Tumor necrosis factor-α-inducing protein (Tipα) is a newly identified toxin that promotes the inflammation and carcinogenesis caused by Helicobacter pylori. However, its mechanism of pathogenesis is still unclear. To investigate the carcinogenic mechanisms of Tipα, SGC7901 cells and SGC7901-derived cancer stem-like cells (CSCs) were stimulated by recombinant Tipα with or without Wnt/β-catenin signaling inhibitor XAV939. qRT-PCR and Western blotting were employed to detect expression of epithelial-mesenchymal transition (EMT), CSCs markers and downstream target genes of this signaling pathway. The cell migration ability was measured by wound healing assay and transwell assay. Our results indicated that Tipα promoted CSC properties of SGC7901 spheroids, including increased expression of CSC specific surface markers CD44, Oct4 and Nanog and an increased capacity for self-renewal. Tipα activated Wnt/β-catenin signaling in both SGC7901 cells or CSCs.
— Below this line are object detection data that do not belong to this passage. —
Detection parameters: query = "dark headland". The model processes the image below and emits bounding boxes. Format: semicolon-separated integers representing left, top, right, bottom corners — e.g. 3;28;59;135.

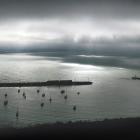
0;118;140;139
0;80;92;87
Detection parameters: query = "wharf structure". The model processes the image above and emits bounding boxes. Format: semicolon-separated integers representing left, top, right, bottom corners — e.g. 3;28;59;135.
0;80;92;87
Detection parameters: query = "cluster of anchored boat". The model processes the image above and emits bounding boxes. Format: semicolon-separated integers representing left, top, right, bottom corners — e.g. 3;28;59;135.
3;88;80;119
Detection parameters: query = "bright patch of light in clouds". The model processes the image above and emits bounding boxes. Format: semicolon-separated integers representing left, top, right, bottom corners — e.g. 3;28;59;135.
0;19;140;44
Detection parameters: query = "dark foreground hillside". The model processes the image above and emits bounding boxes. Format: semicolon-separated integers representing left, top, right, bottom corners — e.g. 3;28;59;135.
0;118;140;139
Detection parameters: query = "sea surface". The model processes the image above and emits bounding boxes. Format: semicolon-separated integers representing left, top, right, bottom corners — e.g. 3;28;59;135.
0;52;140;127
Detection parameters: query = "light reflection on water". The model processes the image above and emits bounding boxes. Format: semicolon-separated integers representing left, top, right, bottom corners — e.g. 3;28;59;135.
0;54;140;126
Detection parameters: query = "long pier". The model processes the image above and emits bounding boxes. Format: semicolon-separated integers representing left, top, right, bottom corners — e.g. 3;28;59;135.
0;80;92;87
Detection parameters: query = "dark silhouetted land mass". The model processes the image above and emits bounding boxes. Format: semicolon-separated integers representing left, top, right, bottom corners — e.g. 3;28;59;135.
0;118;140;139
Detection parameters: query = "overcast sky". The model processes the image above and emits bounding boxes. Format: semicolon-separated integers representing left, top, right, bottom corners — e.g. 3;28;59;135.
0;0;140;54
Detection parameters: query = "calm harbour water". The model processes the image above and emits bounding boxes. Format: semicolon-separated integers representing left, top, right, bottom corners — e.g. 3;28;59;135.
0;54;140;127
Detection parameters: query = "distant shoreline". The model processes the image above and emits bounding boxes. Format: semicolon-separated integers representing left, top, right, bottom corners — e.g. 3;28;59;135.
0;118;140;138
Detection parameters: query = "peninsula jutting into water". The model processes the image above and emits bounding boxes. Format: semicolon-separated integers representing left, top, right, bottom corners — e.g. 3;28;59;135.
0;80;92;87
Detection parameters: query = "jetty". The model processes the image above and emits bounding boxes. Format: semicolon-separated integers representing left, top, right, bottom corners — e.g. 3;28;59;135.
0;80;92;87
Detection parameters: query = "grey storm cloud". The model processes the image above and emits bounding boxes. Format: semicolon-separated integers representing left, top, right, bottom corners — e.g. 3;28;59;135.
0;0;140;59
0;0;140;20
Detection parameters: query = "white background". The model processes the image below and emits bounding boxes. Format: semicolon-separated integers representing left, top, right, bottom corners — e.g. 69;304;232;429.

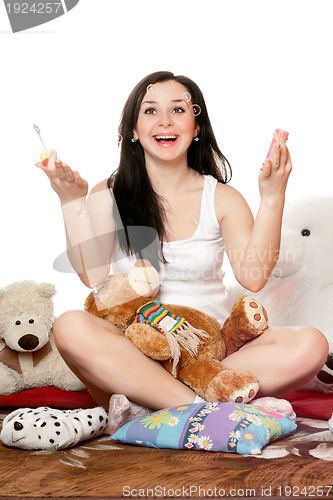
0;0;333;315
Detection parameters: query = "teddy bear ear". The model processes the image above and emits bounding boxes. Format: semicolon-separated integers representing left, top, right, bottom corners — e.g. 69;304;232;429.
37;283;56;299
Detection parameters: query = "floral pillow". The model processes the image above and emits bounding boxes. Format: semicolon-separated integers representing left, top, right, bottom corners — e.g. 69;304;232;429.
111;403;297;455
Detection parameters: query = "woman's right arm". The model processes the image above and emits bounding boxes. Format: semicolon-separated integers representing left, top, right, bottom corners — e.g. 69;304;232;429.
36;151;115;288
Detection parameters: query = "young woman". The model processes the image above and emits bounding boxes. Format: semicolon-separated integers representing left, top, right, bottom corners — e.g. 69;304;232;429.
37;72;328;409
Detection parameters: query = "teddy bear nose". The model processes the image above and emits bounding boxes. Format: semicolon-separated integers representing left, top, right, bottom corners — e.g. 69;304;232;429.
14;422;23;431
18;333;39;351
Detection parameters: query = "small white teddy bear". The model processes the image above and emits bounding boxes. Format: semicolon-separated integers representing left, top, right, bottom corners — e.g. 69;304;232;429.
0;280;85;395
0;407;108;450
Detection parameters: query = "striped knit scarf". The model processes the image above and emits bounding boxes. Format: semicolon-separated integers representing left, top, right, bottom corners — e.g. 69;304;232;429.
133;300;209;377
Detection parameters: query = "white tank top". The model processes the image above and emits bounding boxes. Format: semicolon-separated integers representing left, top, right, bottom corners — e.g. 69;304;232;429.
112;175;229;325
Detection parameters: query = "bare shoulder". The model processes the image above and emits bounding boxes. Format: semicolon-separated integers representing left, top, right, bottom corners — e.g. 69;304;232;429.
87;179;113;213
214;182;251;224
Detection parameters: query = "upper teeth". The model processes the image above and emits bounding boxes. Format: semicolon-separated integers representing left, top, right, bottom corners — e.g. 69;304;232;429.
155;135;177;139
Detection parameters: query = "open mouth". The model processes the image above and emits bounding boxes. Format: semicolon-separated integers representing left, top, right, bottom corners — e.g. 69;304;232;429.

Furthermore, Tipα induced the EMT and increased the expressions of downstream target genes of this signaling, including c-myc, cyclin D1 and CD44. However, XAV939 pretreatment inhibited Tipα-induced EMT and CSC properties in SGC7901 cells or CSCs. These results suggest that Tipα promotes EMT and CSC-like properties in gastric cancer cells through activation of Wnt/β-catenin signaling pathway, thereby accelerating the progression of gastric cancer.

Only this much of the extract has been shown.